Que sea indudable la urgencia de reformar la financiación autonómica- una urgencia recalcitrante que data de 2014 año desde el que se está aplicando de forma transitoria desde entonces un mecanismo basado en entregas a cuenta y liquidaciones- no avala que el Gobierno pueda hacer lo que le da la gana que es lo que parece que, en contra de la lógica más elemental, está pasando.   

Y es que la ministra Montero ha bocetado su propuesta de reforma ante el Consejo de Política Fiscal y Financiera el pasado viernes, con el consiguiente encontronazo con todas ellas. Un “inmejorable modelo” para las Comunidades autónomas en contra de las Comunidades autónomas a salvo de la impulsora y a la que se quiere agasajar, Cataluña (y pese a que Montero afirme, en el colmo del cinismo, que no se trata de un modelo para contentar a Cataluña).   

Entre las pautas fundamentales del modelo-que ya habrá tiempo para tratarlo de forma detenida- está que el Estado esté dispuesto a aportar 21.000.000 euros adicionales aumentando la cesión del IRPF y del IVA, incorporando una serie impuestos que ya se destinan a aquellos territorios donde se recaudan. 

Me temo que de las costillas de los más débiles, sobre todo cuando pretenden los independentistas que “si Cataluña es la tercera en aportar, también debe ser la tercera en recibir".

Hasta ahí, no habría nada que objetar porque, efectivamente, las Comunidades autónomas necesitan imperiosamente más recursos para atender los servicios esenciales, si no fuera porque el modelo que presenta la ministra lo pactó el día antes Sánchez con Esquerra Republicana, en un acuerdo político que, en la práctica, resucita la idea de la financiación singular para Cataluña escondida ahora bajo el paraguas de la reforma del conjunto de la financiación autonómica.  De cara a la galería, se respeta la multilateralidad del sistema, eso sí, con un tufo insoportable a unilateralidad y a intereses particulares (la primera de Cataluña, los segundos de Sánchez).  

Porque en la práctica, en un escenario de recursos limitados, a ver de dónde salen los publicitados 4.700 millones para Cataluña. Me temo que de las costillas de los más débiles, sobre todo cuando pretenden los independentistas que “si Cataluña es la tercera en aportar, también debe ser la tercera en recibir". 

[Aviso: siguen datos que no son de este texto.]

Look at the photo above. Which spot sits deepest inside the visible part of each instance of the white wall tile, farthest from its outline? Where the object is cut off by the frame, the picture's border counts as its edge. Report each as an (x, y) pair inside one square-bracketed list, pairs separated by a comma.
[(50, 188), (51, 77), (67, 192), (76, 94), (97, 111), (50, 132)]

Desde un mal entendido principio de ordinalidad que, en su configuración teórica significa garantizar que la aplicación de los mecanismos redistributivos de nivelación necesarios en cualquier sistema de financiación autonómica no altere el ranking relativo de riqueza entre las Comunidades autónomas, Junqueras interpreta  de forma interesada que significa que lo que se reciba por cada territorio dependa preferentemente de lo que aporta; y todavía peor es que la ministra parece apuntarse a esta visión –aunque tampoco lo tengo tan claro porque yo a esta señora no la entiendo-,  una visión cicatera y egoísta del reparto de los recursos disponibles. 

Sin entrar en más detalles de momento, y como cierre, creo que cuando la casa se empieza por el tejado la construcción está abocada a hundirse. Con suerte, y tal y como se está poniendo todo, ni llega a edificarse.